The Fed braces the budget with half a trillion dollars — and rates take a tumble anyway. The reaction of the markets attest that confidence in the once most powerful bank in the world is sinking, and only one thing can contain the crisis: politics.

Impartial observers may have been puzzled on Thursday morning: The American Federal Reserve attempts to brace the budget with a further $400 billion and prevent a fall into recession. However, the investors in the world markets are not pleased about the gift; to the contrary: They flee from anything that appears to be a risk — the stock prices take a tumble. How can that be explained?

The severe reaction has two discernible causes. First, the Fed has visibly darkened its economic outlook. For the first time there is talk of “significant” risks for a further worsening of the situation in the explanation of the open market committee. These risks lay outside of the grasp of the Fed, namely in Athens, Brussels and Berlin. The fear that the debt crisis in Europe will also infect America and the rest of the world is meanwhile large, and the Fed made this manifest on Wednesday, without having to have mentioned the word “Europe.”

The second cause lies in the small print of “Operation Twist.” This operation — the core of the most recent Fed decision — entails the Federal Reserve’s purchase of $400 billion in long-term bonds by June 2012 and the sale of the same amount of short-term bonds. The desired effect is that the difference in interest rate between the one-year and thirty-year bonds will shrink. Thereby credit will be cheaper for home-buyers and businessmen, but it will be more difficult for banks to earn money on these credits. Pension funds and wholesale investors will find it difficult to keep promises to their customers. Therefore financiers were hardest hit by the selling wave in the stock markets.

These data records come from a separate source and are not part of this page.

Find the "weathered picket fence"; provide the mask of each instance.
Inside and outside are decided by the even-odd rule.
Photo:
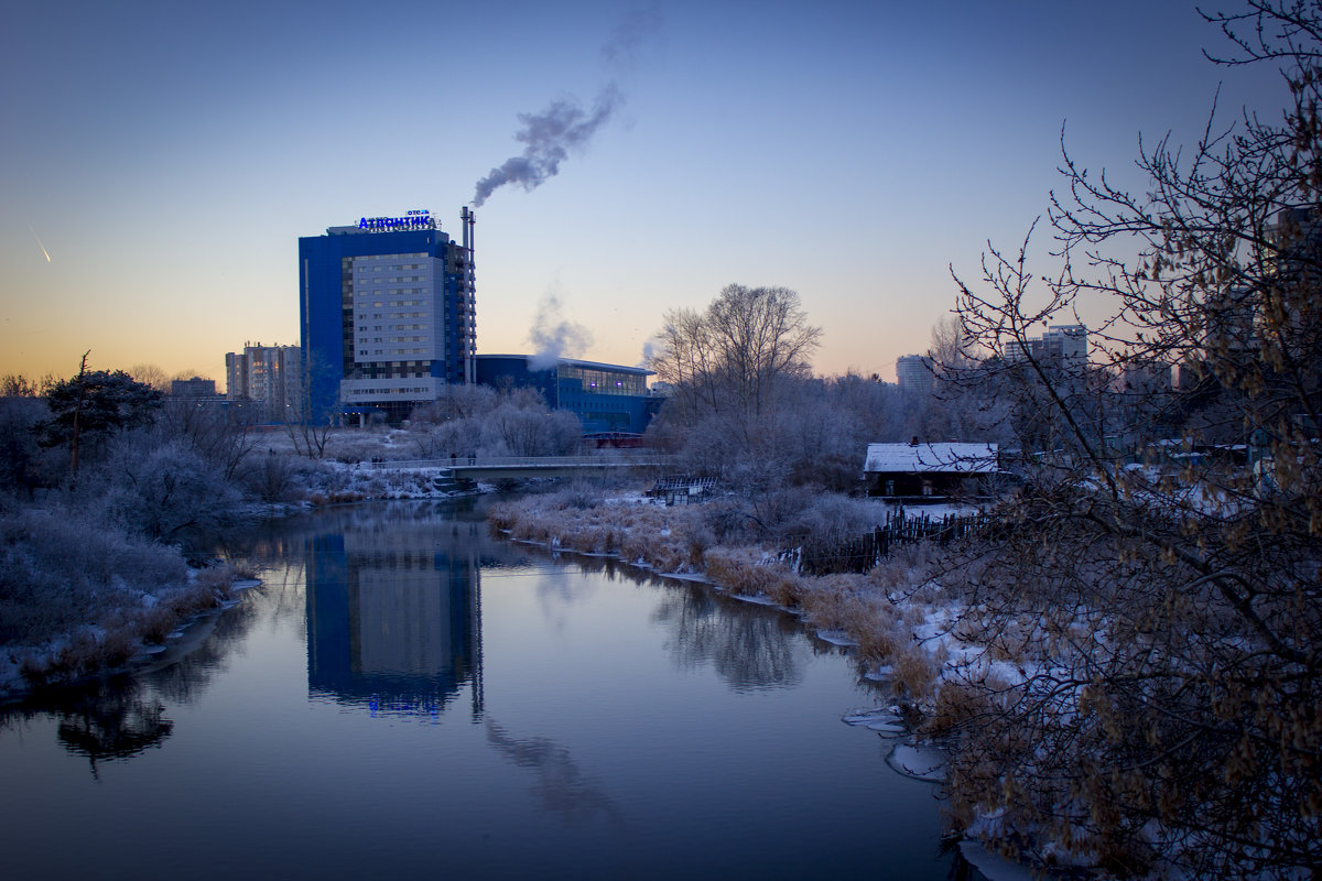
[[[887,511],[886,522],[871,532],[854,536],[798,536],[780,552],[780,559],[792,563],[802,575],[832,572],[867,572],[891,553],[898,544],[936,542],[948,544],[982,530],[992,522],[985,512],[907,514],[903,509]]]

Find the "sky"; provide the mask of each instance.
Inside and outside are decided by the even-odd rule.
[[[460,239],[481,201],[479,353],[533,351],[542,310],[582,332],[564,354],[637,365],[668,310],[776,285],[818,374],[894,380],[952,267],[1044,215],[1062,131],[1141,189],[1140,135],[1195,141],[1219,86],[1227,122],[1281,106],[1203,48],[1178,0],[11,0],[0,375],[90,350],[223,386],[225,353],[299,342],[299,236],[426,209]],[[553,107],[596,125],[479,199]]]

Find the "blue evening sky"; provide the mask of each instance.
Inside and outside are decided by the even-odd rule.
[[[1233,3],[1227,3],[1235,9]],[[623,100],[559,174],[477,210],[479,351],[547,297],[633,365],[668,309],[784,285],[816,369],[894,379],[1058,184],[1191,143],[1274,71],[1178,0],[49,3],[0,13],[0,374],[157,363],[223,380],[297,342],[296,239],[430,209],[460,234],[520,114]],[[615,53],[603,53],[612,46]],[[1046,238],[1039,243],[1046,252]],[[49,259],[48,259],[49,254]],[[1087,318],[1087,312],[1085,316]]]

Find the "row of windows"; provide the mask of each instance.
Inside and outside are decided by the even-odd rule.
[[[612,370],[591,370],[588,367],[559,369],[561,391],[582,390],[592,395],[645,395],[646,379],[637,374],[624,374]]]
[[[423,392],[431,391],[426,386],[418,388],[356,388],[353,390],[353,396],[358,395],[420,395]]]

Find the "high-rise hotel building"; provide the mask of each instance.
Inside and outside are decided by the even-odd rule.
[[[428,211],[362,218],[299,239],[305,417],[406,416],[475,380],[473,213],[463,243]]]

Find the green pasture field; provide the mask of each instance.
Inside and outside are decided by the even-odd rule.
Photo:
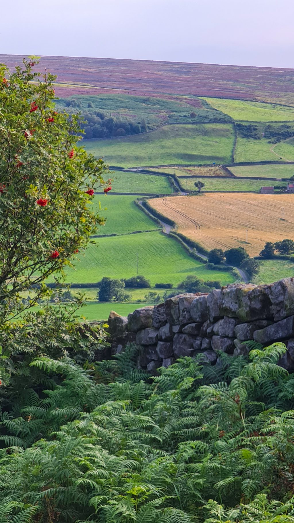
[[[236,176],[250,178],[290,178],[294,174],[294,164],[265,164],[264,165],[239,165],[229,167],[229,169]]]
[[[254,283],[271,283],[283,278],[294,276],[294,263],[290,260],[265,260],[261,262],[260,272]]]
[[[274,104],[202,97],[212,107],[235,120],[248,122],[284,122],[294,120],[294,108]]]
[[[140,307],[147,307],[150,305],[149,303],[86,303],[76,313],[77,315],[79,315],[80,321],[84,321],[85,319],[89,320],[97,320],[98,321],[107,321],[108,319],[110,313],[111,311],[115,311],[121,316],[127,316],[130,312],[134,312],[136,309],[139,309]],[[56,306],[54,305],[50,306]],[[59,305],[57,306],[59,309]],[[44,305],[36,305],[34,307],[31,307],[30,311],[37,311],[41,310],[44,308]]]
[[[183,189],[185,189],[186,187],[189,191],[197,190],[195,187],[194,183],[198,178],[197,177],[192,178],[191,176],[187,176],[185,178],[180,179],[181,185]],[[206,191],[213,191],[214,192],[220,192],[222,191],[250,191],[251,192],[257,192],[261,187],[265,185],[265,181],[263,180],[252,180],[250,178],[244,178],[244,179],[236,179],[236,178],[202,178],[201,181],[204,182],[205,186],[204,187]],[[279,185],[287,187],[286,181],[268,181],[266,185]]]
[[[68,99],[75,99],[80,107],[68,107],[66,103]],[[102,111],[107,115],[114,115],[124,120],[128,119],[136,122],[145,120],[149,129],[155,129],[164,123],[183,122],[189,123],[197,121],[200,118],[206,120],[217,117],[218,112],[208,106],[203,100],[201,107],[195,107],[187,103],[189,97],[177,97],[170,95],[169,99],[154,96],[134,96],[123,94],[98,94],[97,95],[75,95],[72,98],[60,98],[55,101],[56,108],[67,112],[92,113]],[[93,107],[88,107],[92,104]],[[192,118],[190,113],[194,111],[196,118]]]
[[[97,292],[99,292],[99,290],[98,287],[92,287],[91,288],[86,287],[81,289],[72,289],[70,291],[74,295],[76,295],[78,292],[81,292],[82,294],[85,294],[86,300],[89,301],[96,301],[97,299]],[[177,292],[178,294],[180,294],[181,292],[184,292],[181,289],[178,289],[177,288],[167,289],[156,289],[155,287],[148,287],[147,289],[136,289],[131,287],[125,287],[126,292],[132,294],[131,302],[134,303],[138,303],[140,300],[144,300],[145,297],[148,292],[156,292],[157,294],[159,294],[159,296],[162,298],[166,290],[167,290],[168,293],[170,292]],[[27,294],[28,293],[27,292],[24,298],[27,297]]]
[[[83,142],[88,152],[111,165],[228,163],[234,143],[231,124],[164,126],[150,133]]]
[[[235,162],[278,161],[279,156],[270,150],[273,146],[274,144],[268,143],[265,138],[253,140],[252,138],[242,138],[238,136]],[[278,154],[277,151],[276,152]]]
[[[204,280],[217,280],[223,285],[234,281],[230,272],[206,269],[193,259],[176,240],[159,231],[98,238],[83,256],[79,255],[75,269],[66,269],[68,283],[95,283],[103,276],[130,278],[138,274],[156,283],[178,285],[189,274]]]
[[[158,229],[158,225],[134,203],[135,196],[126,195],[96,195],[93,199],[93,209],[101,210],[99,214],[106,218],[104,225],[101,225],[98,234],[125,234],[134,231],[150,231]]]
[[[114,192],[169,194],[172,192],[167,176],[143,174],[139,171],[138,173],[130,173],[121,170],[115,170],[107,176],[112,180],[111,185]],[[98,192],[100,191],[102,192],[102,190],[98,189]],[[108,197],[110,194],[108,194]]]
[[[294,138],[290,140],[280,142],[275,146],[274,151],[277,153],[279,156],[281,156],[283,160],[289,160],[290,162],[294,162]]]

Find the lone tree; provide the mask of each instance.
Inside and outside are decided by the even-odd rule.
[[[275,248],[280,254],[290,254],[294,251],[294,242],[288,238],[283,240],[281,242],[276,242]]]
[[[204,181],[202,181],[201,180],[197,180],[197,181],[195,182],[194,185],[198,189],[199,193],[201,192],[202,189],[205,186],[205,184]]]
[[[209,263],[216,265],[221,263],[225,259],[225,253],[222,249],[211,249],[208,253],[207,259]]]
[[[95,189],[108,190],[101,159],[83,147],[78,117],[54,110],[49,73],[37,60],[10,73],[0,65],[0,317],[21,304],[20,293],[53,272],[62,277],[103,218]],[[110,184],[110,180],[109,180]],[[28,306],[33,304],[31,301]]]
[[[243,247],[238,247],[236,248],[229,249],[225,251],[226,261],[229,265],[236,265],[240,267],[243,260],[248,259],[249,255]]]
[[[125,292],[124,281],[112,278],[102,278],[97,293],[99,301],[126,301],[131,294]]]
[[[275,254],[275,244],[272,242],[267,242],[262,251],[260,253],[260,256],[264,259],[270,259]]]

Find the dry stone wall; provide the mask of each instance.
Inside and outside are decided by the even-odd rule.
[[[136,343],[141,348],[138,368],[153,374],[180,356],[201,354],[204,362],[216,365],[219,351],[248,354],[250,340],[264,347],[283,342],[287,351],[279,363],[294,371],[294,278],[179,294],[127,318],[112,311],[108,323],[112,354]]]

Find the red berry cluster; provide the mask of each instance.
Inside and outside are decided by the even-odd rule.
[[[31,104],[31,108],[30,109],[30,112],[33,112],[34,111],[37,111],[38,109],[38,106],[35,101],[32,101]]]
[[[86,194],[89,195],[90,196],[92,196],[94,194],[93,189],[88,189],[87,191],[86,191]]]
[[[37,200],[36,201],[36,203],[38,205],[40,205],[41,207],[45,207],[48,203],[48,200],[45,198],[39,198],[39,200]]]
[[[36,131],[36,129],[32,129],[31,131],[29,131],[28,132],[27,131],[25,131],[25,138],[27,138],[27,139],[28,138],[31,138],[32,137],[32,136],[33,135],[33,134],[34,133],[34,132],[35,131]]]

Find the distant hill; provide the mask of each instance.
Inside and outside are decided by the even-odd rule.
[[[0,54],[0,62],[13,68],[22,58]],[[62,97],[188,94],[294,106],[293,69],[74,56],[42,56],[38,67],[58,75]]]

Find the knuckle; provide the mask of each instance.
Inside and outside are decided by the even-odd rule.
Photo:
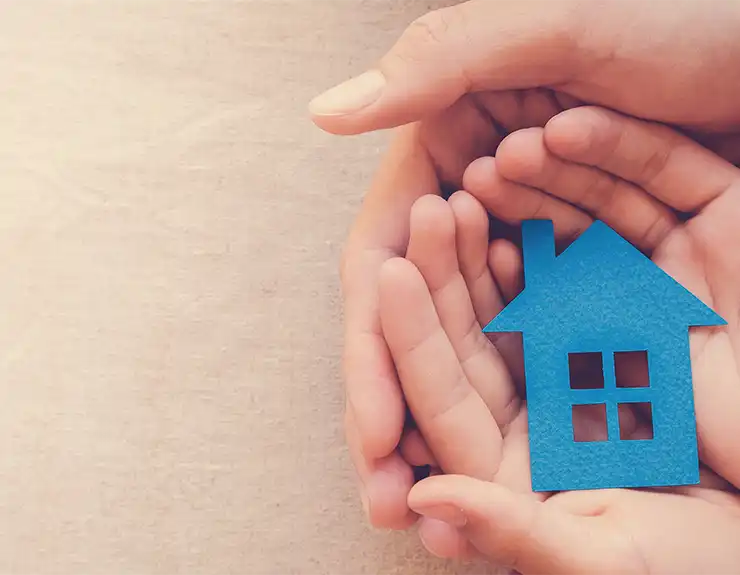
[[[672,149],[669,146],[658,146],[650,152],[638,169],[635,183],[643,187],[653,184],[665,171]]]

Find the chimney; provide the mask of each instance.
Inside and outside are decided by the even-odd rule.
[[[522,222],[524,283],[531,285],[555,261],[555,231],[550,220]]]

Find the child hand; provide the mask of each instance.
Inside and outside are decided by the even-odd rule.
[[[575,132],[579,126],[592,127],[593,139],[584,142],[579,138]],[[580,149],[586,150],[585,155],[579,143],[586,144]],[[645,173],[645,166],[653,173]],[[381,284],[383,327],[412,412],[432,451],[445,454],[438,455],[443,470],[472,476],[433,477],[412,490],[409,504],[413,509],[427,518],[446,521],[465,537],[455,540],[454,532],[443,532],[439,524],[427,522],[422,534],[426,527],[427,539],[436,538],[432,545],[427,542],[433,551],[470,553],[470,548],[463,547],[470,541],[491,560],[525,575],[736,571],[740,561],[735,546],[740,536],[736,496],[740,456],[734,455],[737,450],[732,442],[739,430],[733,415],[740,407],[736,296],[740,258],[727,245],[737,243],[740,234],[733,226],[740,215],[737,181],[732,166],[672,132],[593,109],[563,114],[544,133],[528,130],[512,135],[495,161],[478,162],[466,177],[466,187],[497,216],[512,222],[549,217],[563,241],[583,231],[592,213],[650,253],[656,263],[728,320],[726,329],[696,330],[691,339],[700,452],[706,466],[698,487],[572,492],[547,499],[526,493],[526,435],[518,436],[524,441],[512,442],[521,450],[507,448],[512,425],[498,425],[498,429],[491,425],[485,413],[488,403],[476,393],[481,383],[473,384],[484,378],[464,368],[470,367],[466,355],[450,353],[450,349],[461,349],[460,333],[464,331],[448,329],[455,315],[449,304],[452,288],[440,292],[433,287],[429,279],[436,273],[433,260],[425,256],[429,259],[424,263],[418,250],[414,255],[410,249],[409,259],[416,260],[421,276],[409,262],[394,260],[387,266]],[[453,212],[455,201],[459,200],[450,202]],[[667,205],[696,214],[683,222]],[[439,232],[441,221],[428,227]],[[416,229],[412,226],[412,241],[419,236]],[[461,226],[458,230],[462,237]],[[457,249],[461,252],[460,246]],[[441,253],[438,245],[440,261]],[[460,268],[464,269],[463,259],[460,253]],[[440,263],[437,269],[441,267]],[[448,266],[446,276],[455,275],[454,266]],[[472,293],[470,277],[466,285]],[[396,296],[395,309],[394,289],[406,296]],[[430,297],[430,292],[437,293]],[[458,301],[464,300],[460,297]],[[481,314],[480,306],[475,309],[479,325],[490,319],[490,309],[488,314]],[[478,354],[495,357],[495,351],[481,340],[470,338]],[[485,381],[510,389],[510,376],[502,375],[500,368],[499,364],[498,371],[487,369]],[[424,389],[425,378],[434,384],[432,389]],[[524,413],[523,403],[519,413]],[[505,473],[506,462],[517,459],[519,463],[511,467],[518,471]]]

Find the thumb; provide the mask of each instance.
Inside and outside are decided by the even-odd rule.
[[[579,6],[565,0],[470,0],[413,22],[376,68],[309,105],[314,122],[357,134],[417,121],[467,92],[563,82],[588,51]],[[580,48],[577,48],[580,47]]]
[[[632,573],[617,534],[586,508],[574,514],[532,494],[455,475],[421,481],[408,502],[420,515],[456,527],[492,562],[523,575]]]

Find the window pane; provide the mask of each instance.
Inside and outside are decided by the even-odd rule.
[[[653,406],[650,403],[620,403],[619,438],[653,439]]]
[[[606,426],[606,405],[573,406],[573,440],[607,441],[609,432]]]
[[[604,389],[604,358],[598,353],[569,353],[571,389]]]
[[[649,387],[646,351],[618,351],[614,354],[617,387]]]

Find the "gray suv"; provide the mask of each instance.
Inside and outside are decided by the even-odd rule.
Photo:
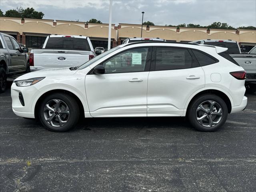
[[[7,78],[30,72],[28,52],[12,36],[0,33],[0,93],[5,91]]]

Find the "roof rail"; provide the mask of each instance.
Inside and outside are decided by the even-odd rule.
[[[166,43],[166,44],[169,44],[169,43],[172,43],[172,44],[186,44],[186,45],[196,45],[196,46],[198,46],[198,45],[197,44],[195,44],[194,43],[184,43],[184,42],[168,42],[168,41],[139,41],[139,42],[131,42],[131,43],[129,43],[127,45],[126,45],[125,46],[124,46],[124,47],[125,47],[126,46],[128,46],[128,45],[131,45],[131,44],[133,44],[134,45],[134,44],[140,44],[141,43]],[[211,46],[213,47],[214,47],[214,46]]]

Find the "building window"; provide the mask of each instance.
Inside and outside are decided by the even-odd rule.
[[[42,48],[44,45],[46,37],[41,36],[26,36],[26,45],[27,47]]]

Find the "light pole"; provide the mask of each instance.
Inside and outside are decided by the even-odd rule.
[[[141,23],[141,35],[140,36],[140,37],[142,37],[142,26],[143,25],[143,15],[145,13],[145,12],[142,11],[141,13],[142,14],[142,22]]]

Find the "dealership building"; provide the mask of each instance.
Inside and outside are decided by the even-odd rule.
[[[140,37],[141,25],[119,23],[112,25],[111,47],[126,38]],[[90,38],[94,48],[108,46],[108,24],[48,19],[0,17],[0,31],[12,36],[30,48],[40,48],[50,34],[82,35]],[[142,26],[142,37],[159,38],[172,42],[189,42],[201,39],[232,40],[239,42],[242,51],[256,45],[256,30],[189,28],[166,26]]]

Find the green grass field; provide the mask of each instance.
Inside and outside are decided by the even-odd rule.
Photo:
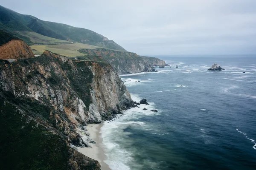
[[[47,50],[60,55],[74,57],[85,55],[77,51],[80,48],[94,49],[99,47],[76,42],[55,45],[30,45],[30,48],[35,55],[41,55],[45,50]]]
[[[57,43],[67,43],[68,41],[58,40],[40,34],[35,32],[16,31],[18,34],[29,38],[30,41],[35,43],[54,44]]]

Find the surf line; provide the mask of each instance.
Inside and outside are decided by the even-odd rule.
[[[253,139],[251,139],[249,138],[248,137],[248,136],[247,136],[247,134],[246,133],[245,133],[244,132],[242,132],[239,130],[240,129],[237,128],[236,129],[238,132],[239,132],[241,133],[242,133],[243,135],[244,135],[246,137],[246,138],[247,138],[247,139],[249,139],[250,141],[251,141],[251,142],[253,143],[254,144],[254,146],[253,146],[253,149],[256,150],[256,147],[256,147],[256,143],[255,142],[255,142],[255,141]]]

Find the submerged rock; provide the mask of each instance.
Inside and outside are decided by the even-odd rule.
[[[210,68],[208,69],[208,71],[221,71],[221,70],[225,70],[224,68],[221,67],[217,63],[214,63]]]
[[[140,100],[140,103],[149,105],[149,104],[147,102],[147,100],[145,99],[142,99],[141,100]]]

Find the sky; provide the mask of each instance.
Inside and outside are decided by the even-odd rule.
[[[256,54],[256,0],[0,0],[140,55]]]

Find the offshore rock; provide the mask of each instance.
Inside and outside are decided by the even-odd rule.
[[[217,63],[214,63],[210,68],[207,70],[208,71],[221,71],[221,70],[225,70]]]
[[[16,47],[14,50],[25,50],[22,45]],[[2,134],[1,149],[12,148],[1,161],[15,156],[20,168],[27,169],[22,165],[44,158],[48,164],[42,163],[42,169],[99,170],[97,161],[74,146],[93,142],[84,127],[87,123],[111,119],[133,106],[111,65],[72,60],[46,51],[41,57],[11,63],[0,60],[0,128],[6,132]],[[13,169],[15,164],[3,168]],[[34,165],[31,169],[38,169]]]
[[[144,105],[149,105],[149,104],[147,102],[147,100],[145,99],[142,99],[141,100],[140,100],[140,104],[144,104]]]

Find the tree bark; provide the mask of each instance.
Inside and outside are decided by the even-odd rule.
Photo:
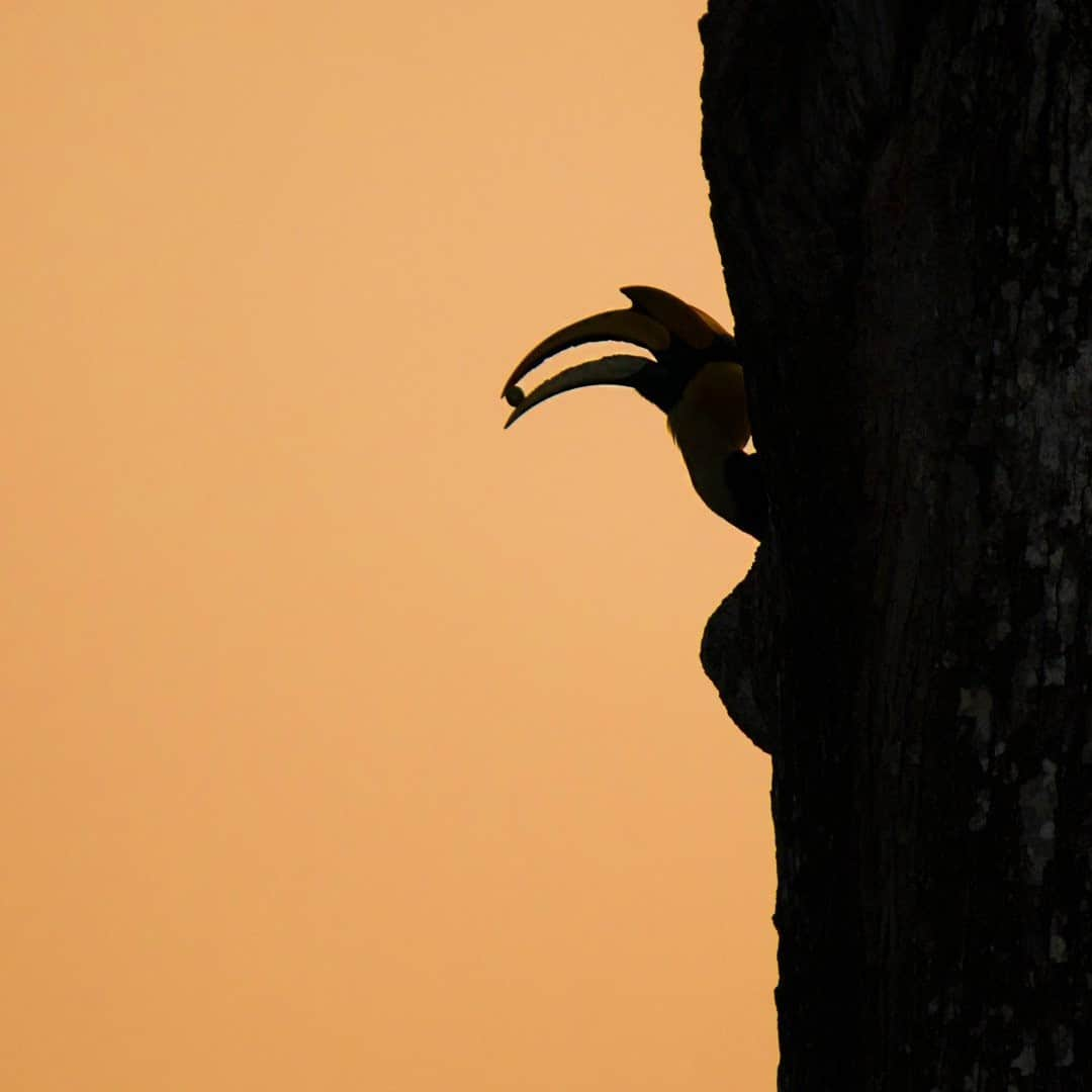
[[[711,0],[783,1092],[1092,1088],[1092,7]]]

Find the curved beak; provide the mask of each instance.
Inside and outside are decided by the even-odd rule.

Still one further point is important. The Fed decided to invest future yields that they obtain from their mortgage bonds in new mortgages again. They are thereby massively bracing the American housing market and thus admitting that the market — four years after the bursting of the real estate bubble — is still in a desolate condition. The action helps homeowners, but hurts the banks that can earn less money with mortgages.

All in all, the Fed has followed the course of its chairman, Ben Bernanke: Facing danger, it is still better to do something than sit around idle, even if this something only promises modest successes. It has become clear that the monetary policy has come to its limits, even then, when it resorts to unconventional and controversial means. Interest rates cannot sink below zero percent and the closer they come to the zero point, the less the effect of a further marginal decrease.

The Fed is Disenchanted

One consequence is that the Fed is disenchanted, and confidence in the most important Federal Reserve in the world is sinking. Not to be underestimated is that it is increasingly pulled into political turf wars. The entire top leadership of the Republican Party asked Bernanke in an open letter to not further relax monetary policy. An unprecedented occurrence that not only shows how controversial the course of the matter is, but also how much respect the Fed as an independent institution has lost with the American right.

The crisis remains highly dangerous, as the IMF wrote in its economic outlook. It cannot be defused by means of monetary policy, but rather only there where it originated: in politics. Three years ago, in the fall of 2008, the finance ministers and Federal Reserve chairmen of the seven big industrialized nations succeeded in containing the crisis at that time on the sidelines of the IMF meeting in Washington. This weekend the IMF meets again — and the expectations are accordingly high that the politicians will succeed once again.